Presently, as per the firm's simulations, Whisper allowed for just about 100 regular users. Status has further hoped to overcome this restriction.
The security head of Status, Corey Petty cited that Whisper had scalability issues, and when they were performing their ICO, they thought that the Ethereum Foundation would continue operating on the protocol to enhance scalability; but, Ethereum had to concentrate on other matters.
Status had been operating on Whisper protocols' fork for some years to deal with some scalability issues. This new protocol was referred to as Waku, and the latest version could handle as far as 1,000 daily users. However, the team expected that Waku 1.2 would manage up to 100,000 daily users when it will be launched in 2-3 months.
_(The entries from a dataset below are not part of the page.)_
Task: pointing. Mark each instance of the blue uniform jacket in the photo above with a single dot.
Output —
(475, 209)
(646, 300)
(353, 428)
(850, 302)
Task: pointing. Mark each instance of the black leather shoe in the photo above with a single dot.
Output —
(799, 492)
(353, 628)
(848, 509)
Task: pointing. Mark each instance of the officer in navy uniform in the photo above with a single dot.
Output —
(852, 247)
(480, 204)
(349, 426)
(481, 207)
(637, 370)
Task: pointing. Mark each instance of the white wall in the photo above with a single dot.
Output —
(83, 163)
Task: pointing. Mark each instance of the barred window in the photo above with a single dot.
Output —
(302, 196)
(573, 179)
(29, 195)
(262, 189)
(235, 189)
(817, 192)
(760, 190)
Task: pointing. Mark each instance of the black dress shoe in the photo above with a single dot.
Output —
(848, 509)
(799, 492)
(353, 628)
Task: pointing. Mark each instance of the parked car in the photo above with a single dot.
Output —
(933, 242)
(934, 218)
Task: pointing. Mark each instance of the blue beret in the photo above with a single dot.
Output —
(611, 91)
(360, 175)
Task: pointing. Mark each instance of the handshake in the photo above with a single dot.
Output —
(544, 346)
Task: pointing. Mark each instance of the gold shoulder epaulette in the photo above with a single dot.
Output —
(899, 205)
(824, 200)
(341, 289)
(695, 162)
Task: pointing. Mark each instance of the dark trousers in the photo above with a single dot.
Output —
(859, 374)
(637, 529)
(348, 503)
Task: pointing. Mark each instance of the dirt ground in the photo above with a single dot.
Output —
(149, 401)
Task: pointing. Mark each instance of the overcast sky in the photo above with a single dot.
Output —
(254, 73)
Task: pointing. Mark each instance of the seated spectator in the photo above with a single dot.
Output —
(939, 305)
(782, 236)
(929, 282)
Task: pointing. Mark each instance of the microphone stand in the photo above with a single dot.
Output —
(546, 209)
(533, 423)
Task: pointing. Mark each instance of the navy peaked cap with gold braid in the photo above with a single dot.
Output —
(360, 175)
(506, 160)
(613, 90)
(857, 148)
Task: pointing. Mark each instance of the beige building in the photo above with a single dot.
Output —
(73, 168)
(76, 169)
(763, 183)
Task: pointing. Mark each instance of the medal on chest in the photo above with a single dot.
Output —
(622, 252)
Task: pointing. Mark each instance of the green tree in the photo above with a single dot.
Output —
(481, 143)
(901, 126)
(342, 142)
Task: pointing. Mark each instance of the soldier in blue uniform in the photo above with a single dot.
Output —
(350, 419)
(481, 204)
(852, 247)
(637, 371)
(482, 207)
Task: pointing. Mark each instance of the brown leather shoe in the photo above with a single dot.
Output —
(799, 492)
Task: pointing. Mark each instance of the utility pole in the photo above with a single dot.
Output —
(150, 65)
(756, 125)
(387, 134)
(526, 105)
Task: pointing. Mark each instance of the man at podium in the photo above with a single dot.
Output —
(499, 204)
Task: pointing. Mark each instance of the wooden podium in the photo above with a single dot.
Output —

The space of messaging has been highly competitive. The most familiar analogue for Status was Telegram. Petty cited several advantages that Status had over its several significant competitors. He said that they never relied on central servers; everything was p2p. Petty added that all the messaging was routed through go-ethereum, an Ethereum networking layer, and everything was open-source which allowed users to verify, upgrade and fork their product.
Beyond this, Status also concentrated on marketing the product to end-users. Status marketing head, Johnny Zerah cited that they also possessed notable ICO funds locked-up to perform an energetic marketing campaign once all issues related to scalability would be solved. He also assured that the team would also work on privacy-related issues.